The other mark of religious hope is that it lives and moves on a two-way street. Like international trade, spiritual fellowship has to travel both ways —else it speedily ceases to move at all. While some American liberals were questioning whether Martin Niemoeller had taken his final anti-Nazi position soon enough or sharply enough, thousands of American Christians were being stirred by his straight-forward confession of a shared sense of guilt and repentance and forgiveness through Christ, to an awakened conviction of their own need, and of our American churches’ need, of repentance and forgiveness—and thus to a deepened sense of ecumenical Christian fellowship. Those who have worked in the post-war youth camps of the Low Countries tell us that the gulfs between racial and religious groups are there so deep and wide, that the “mutual understanding” in which we Americans put so much social faith is not there enough: only where there is some religious sense of forgiveness and of being forgiven, does any bridge toward better human relations become possible. Our hope in God becomes then our firmest basis for hope in man—and in our human future.

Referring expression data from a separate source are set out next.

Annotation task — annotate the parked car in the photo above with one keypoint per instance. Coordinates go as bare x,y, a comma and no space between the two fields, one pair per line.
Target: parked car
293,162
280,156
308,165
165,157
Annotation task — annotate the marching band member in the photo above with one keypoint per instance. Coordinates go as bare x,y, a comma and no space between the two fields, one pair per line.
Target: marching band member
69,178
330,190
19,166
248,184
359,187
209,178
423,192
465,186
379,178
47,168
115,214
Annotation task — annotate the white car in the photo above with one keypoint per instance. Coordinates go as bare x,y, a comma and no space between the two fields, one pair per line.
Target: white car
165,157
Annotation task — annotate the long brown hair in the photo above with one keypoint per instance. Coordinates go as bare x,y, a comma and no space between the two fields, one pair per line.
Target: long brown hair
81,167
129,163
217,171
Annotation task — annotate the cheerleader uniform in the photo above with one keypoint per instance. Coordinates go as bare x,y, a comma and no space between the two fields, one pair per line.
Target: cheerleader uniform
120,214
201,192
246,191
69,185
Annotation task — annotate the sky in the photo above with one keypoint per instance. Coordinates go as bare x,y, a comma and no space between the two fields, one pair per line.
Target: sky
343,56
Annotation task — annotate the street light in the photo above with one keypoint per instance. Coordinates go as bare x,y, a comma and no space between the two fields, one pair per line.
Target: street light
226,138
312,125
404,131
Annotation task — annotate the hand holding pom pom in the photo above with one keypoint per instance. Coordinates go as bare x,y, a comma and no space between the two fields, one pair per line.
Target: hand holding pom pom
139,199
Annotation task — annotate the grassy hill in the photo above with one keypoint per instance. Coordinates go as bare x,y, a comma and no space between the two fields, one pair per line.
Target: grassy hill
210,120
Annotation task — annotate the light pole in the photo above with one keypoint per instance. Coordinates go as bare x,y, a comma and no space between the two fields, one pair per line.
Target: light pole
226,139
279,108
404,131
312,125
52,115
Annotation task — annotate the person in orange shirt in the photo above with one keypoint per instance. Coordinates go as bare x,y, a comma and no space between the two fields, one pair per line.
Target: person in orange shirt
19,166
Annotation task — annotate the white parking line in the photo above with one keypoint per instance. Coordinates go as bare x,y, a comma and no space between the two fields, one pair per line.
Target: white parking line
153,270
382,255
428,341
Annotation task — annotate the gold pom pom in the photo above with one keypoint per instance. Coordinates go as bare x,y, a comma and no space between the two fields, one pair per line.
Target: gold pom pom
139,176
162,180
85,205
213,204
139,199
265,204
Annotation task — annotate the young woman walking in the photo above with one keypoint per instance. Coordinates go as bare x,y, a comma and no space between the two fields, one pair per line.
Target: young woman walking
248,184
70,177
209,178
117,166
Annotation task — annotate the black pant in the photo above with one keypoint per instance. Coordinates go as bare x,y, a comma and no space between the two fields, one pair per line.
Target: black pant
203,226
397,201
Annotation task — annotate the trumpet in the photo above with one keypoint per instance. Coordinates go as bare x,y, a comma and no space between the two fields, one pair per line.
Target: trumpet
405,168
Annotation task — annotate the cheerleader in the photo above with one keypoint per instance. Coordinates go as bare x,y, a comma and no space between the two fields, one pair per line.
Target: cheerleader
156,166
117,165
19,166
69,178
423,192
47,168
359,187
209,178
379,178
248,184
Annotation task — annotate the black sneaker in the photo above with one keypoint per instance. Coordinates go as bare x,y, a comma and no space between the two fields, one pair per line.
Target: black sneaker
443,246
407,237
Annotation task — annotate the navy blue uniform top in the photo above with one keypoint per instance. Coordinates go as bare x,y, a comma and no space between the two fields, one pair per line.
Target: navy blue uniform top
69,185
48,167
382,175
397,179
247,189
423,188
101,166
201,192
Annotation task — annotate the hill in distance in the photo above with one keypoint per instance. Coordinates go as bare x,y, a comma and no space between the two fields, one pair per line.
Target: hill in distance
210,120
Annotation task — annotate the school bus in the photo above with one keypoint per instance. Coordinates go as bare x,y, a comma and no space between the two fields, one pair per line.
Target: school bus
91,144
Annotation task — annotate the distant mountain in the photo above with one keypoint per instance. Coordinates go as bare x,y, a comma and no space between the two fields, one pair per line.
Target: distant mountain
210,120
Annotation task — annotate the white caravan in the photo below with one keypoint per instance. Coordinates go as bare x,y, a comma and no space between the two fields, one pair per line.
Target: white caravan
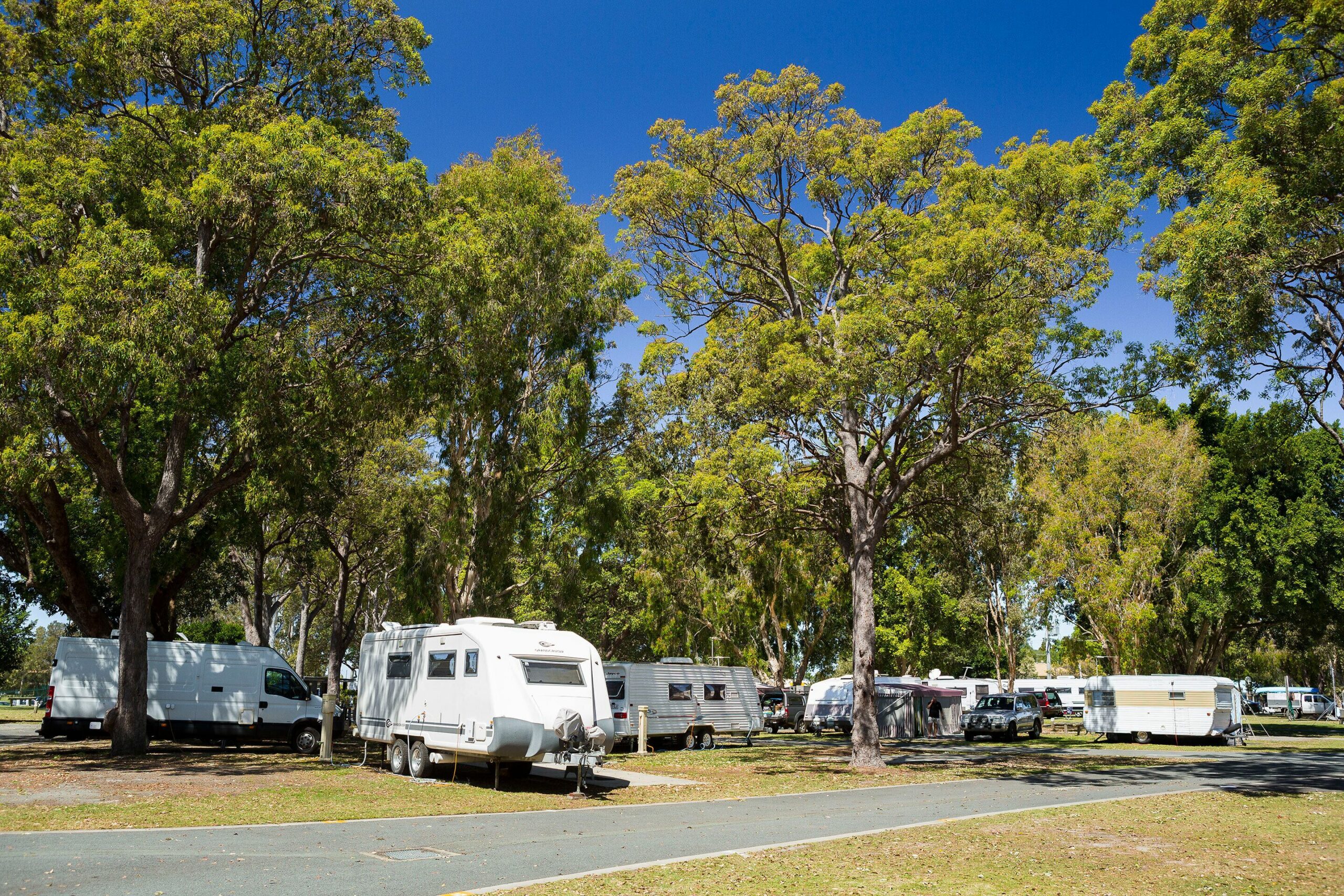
481,690
1139,707
831,702
1069,688
689,702
972,690
217,692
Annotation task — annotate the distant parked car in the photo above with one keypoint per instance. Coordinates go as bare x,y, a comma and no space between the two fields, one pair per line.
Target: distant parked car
1003,716
1052,705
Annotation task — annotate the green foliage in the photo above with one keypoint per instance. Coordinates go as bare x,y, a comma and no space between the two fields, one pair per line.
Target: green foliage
213,630
1230,117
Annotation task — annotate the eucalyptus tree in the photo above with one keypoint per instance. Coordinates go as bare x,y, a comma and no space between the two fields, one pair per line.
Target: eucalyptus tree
512,313
874,300
1230,117
198,238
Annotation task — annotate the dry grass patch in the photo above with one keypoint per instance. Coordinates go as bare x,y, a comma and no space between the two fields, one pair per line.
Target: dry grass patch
1178,846
58,785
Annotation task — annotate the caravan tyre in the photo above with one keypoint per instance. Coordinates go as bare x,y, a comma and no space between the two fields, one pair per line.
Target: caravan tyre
418,760
397,758
308,741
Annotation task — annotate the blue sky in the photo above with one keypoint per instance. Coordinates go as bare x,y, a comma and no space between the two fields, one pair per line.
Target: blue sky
593,77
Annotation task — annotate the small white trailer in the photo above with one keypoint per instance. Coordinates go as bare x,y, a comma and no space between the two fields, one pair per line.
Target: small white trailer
215,692
481,690
689,702
1141,707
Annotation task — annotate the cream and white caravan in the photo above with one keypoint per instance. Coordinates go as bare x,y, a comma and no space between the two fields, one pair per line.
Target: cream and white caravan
1141,707
689,702
214,692
483,690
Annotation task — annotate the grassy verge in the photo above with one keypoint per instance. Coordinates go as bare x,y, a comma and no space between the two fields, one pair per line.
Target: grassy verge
53,786
1172,846
22,714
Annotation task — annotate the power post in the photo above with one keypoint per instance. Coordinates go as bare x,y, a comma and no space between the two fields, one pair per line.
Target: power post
328,723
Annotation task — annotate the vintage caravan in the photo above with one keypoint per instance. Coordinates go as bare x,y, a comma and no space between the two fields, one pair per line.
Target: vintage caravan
687,702
481,690
217,692
1141,707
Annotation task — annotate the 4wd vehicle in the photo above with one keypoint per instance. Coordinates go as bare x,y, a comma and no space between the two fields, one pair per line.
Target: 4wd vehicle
783,708
1052,705
1003,716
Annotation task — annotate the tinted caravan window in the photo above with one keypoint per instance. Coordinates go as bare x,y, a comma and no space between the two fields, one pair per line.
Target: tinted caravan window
443,664
398,666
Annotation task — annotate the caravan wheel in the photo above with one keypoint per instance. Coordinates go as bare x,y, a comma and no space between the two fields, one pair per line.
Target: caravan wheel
420,760
397,758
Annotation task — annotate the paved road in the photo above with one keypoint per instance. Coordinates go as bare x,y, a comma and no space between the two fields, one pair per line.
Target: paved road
492,851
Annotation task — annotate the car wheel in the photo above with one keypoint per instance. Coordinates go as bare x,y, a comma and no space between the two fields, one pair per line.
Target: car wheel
397,760
308,741
418,760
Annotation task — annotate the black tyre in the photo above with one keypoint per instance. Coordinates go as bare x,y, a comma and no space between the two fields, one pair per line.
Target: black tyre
420,760
307,741
397,760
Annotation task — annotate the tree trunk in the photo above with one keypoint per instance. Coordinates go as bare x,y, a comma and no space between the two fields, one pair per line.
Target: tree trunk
130,735
866,746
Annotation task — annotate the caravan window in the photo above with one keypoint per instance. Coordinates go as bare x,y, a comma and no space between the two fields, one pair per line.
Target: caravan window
443,664
551,673
281,683
398,666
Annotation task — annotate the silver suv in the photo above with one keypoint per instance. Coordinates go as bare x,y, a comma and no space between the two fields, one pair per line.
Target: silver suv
1003,716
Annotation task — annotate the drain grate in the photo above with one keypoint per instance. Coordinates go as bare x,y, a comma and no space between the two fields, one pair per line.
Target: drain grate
413,855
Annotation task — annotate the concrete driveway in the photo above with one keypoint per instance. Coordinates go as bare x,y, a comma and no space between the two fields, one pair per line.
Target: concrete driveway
430,856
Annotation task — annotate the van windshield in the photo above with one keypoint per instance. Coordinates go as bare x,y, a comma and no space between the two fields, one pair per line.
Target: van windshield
551,673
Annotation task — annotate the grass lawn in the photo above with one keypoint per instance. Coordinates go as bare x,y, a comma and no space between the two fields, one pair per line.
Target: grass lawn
1190,844
58,785
22,714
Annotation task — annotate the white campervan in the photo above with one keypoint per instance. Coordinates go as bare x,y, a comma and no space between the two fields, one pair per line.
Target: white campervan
686,700
481,690
217,692
1139,707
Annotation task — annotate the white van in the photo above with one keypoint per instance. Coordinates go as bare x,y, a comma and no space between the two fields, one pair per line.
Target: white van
689,702
481,690
215,692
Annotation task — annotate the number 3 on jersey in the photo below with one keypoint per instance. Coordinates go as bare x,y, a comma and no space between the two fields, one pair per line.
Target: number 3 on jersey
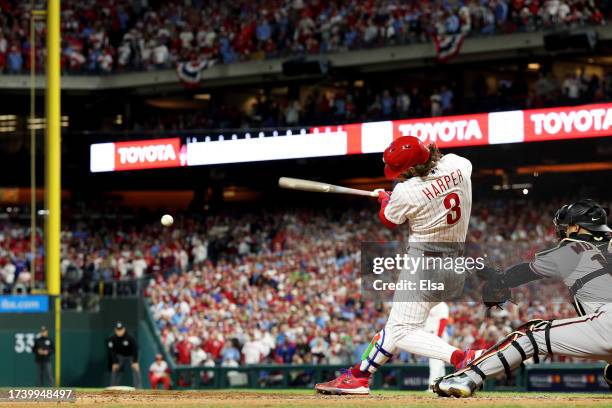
451,202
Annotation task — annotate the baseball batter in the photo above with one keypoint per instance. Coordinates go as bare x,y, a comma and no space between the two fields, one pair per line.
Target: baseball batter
582,261
435,201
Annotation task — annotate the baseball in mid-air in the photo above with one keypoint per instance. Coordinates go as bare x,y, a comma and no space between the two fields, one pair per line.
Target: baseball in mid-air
167,220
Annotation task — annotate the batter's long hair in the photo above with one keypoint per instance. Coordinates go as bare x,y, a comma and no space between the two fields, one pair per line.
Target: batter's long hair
422,170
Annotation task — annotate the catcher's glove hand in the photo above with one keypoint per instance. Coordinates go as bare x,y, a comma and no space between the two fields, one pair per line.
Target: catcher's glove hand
495,293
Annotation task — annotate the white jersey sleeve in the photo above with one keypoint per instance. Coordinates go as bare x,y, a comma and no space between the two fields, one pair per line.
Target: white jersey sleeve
397,209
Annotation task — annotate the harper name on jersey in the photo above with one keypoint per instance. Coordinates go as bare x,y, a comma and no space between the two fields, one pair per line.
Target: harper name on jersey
438,205
442,184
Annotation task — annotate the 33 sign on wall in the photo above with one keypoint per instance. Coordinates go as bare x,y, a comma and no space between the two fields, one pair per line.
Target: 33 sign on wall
24,342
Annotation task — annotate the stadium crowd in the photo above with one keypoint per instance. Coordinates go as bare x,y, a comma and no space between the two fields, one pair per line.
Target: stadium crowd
105,36
275,286
376,100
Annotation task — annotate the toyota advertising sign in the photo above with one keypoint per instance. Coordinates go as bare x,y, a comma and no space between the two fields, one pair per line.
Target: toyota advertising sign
358,138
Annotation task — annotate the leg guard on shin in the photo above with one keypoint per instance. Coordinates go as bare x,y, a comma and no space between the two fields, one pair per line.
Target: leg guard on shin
608,375
379,351
510,341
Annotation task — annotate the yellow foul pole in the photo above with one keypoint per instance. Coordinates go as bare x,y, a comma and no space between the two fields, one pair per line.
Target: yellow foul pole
53,172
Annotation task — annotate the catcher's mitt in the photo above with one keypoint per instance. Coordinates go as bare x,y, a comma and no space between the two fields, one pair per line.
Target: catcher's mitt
495,292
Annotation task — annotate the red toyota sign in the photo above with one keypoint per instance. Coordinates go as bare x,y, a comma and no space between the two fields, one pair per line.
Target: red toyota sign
450,131
568,122
147,154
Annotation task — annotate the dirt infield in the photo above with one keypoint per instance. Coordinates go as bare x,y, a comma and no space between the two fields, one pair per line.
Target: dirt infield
284,398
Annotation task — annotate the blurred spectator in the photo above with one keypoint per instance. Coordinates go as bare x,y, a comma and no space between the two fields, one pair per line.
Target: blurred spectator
159,373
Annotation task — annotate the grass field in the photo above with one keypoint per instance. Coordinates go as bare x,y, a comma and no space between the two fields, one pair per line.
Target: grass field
307,398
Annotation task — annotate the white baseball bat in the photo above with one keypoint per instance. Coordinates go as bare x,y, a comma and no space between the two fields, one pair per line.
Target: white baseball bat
309,185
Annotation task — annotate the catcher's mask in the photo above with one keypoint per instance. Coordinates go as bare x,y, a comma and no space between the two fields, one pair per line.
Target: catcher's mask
585,213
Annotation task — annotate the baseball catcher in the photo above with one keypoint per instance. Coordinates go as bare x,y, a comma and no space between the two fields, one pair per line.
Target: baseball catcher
582,261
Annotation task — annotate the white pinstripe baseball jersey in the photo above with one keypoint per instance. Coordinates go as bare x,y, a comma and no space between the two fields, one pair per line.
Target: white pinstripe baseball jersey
437,207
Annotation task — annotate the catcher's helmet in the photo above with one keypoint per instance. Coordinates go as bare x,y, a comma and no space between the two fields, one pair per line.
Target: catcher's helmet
403,153
585,213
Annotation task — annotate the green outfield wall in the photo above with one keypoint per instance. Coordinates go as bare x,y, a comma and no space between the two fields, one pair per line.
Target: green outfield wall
84,356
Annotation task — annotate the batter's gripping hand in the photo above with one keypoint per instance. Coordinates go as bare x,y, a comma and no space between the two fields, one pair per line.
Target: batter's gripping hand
383,197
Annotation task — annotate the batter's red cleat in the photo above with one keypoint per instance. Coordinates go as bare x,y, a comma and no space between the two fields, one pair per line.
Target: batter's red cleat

Charles W. Gilkey (1882–1968) earned his bachelor’s and master’s from Harvard in 1903 and 1904, followed by a doctorate from Union Theological Seminary in 1908 and further studies at Universities of Berlin and Marburg (1908–09), United Free DH College Glasgow (1909–10), New College Edinburgh, and Oxford University (1909–10). He also received honorary doctorates from Williams College (1925), Hillsdale College (1925), Yale University (1927), Brown University (1928), Harvard University (1929). and Colby College (1931). In 1910 the Hyde Park Baptist Church ordained Gilkey as their pastor and he remained there for 18 years. Gilkey acted as a trustee of the University of Chicago from 1919–29. In 1928 he accepted the position of dean of the university’s Rockefeller Memorial Chapel, which he would hold until 1947. He also served as the associate dean of the Divinity School and represented the University in the position of the professor of preaching of the University of Chicago Divinity School at Princeton, Yale, Cornell, Chicago, Toronto, Wellesley, Stanford, Purdue, Harvard, Wellesley, and the University of Washington. The University of Chicago also appointed Gilkey as the Barrows Lecturer to India (1924–25). He retired in June 1947.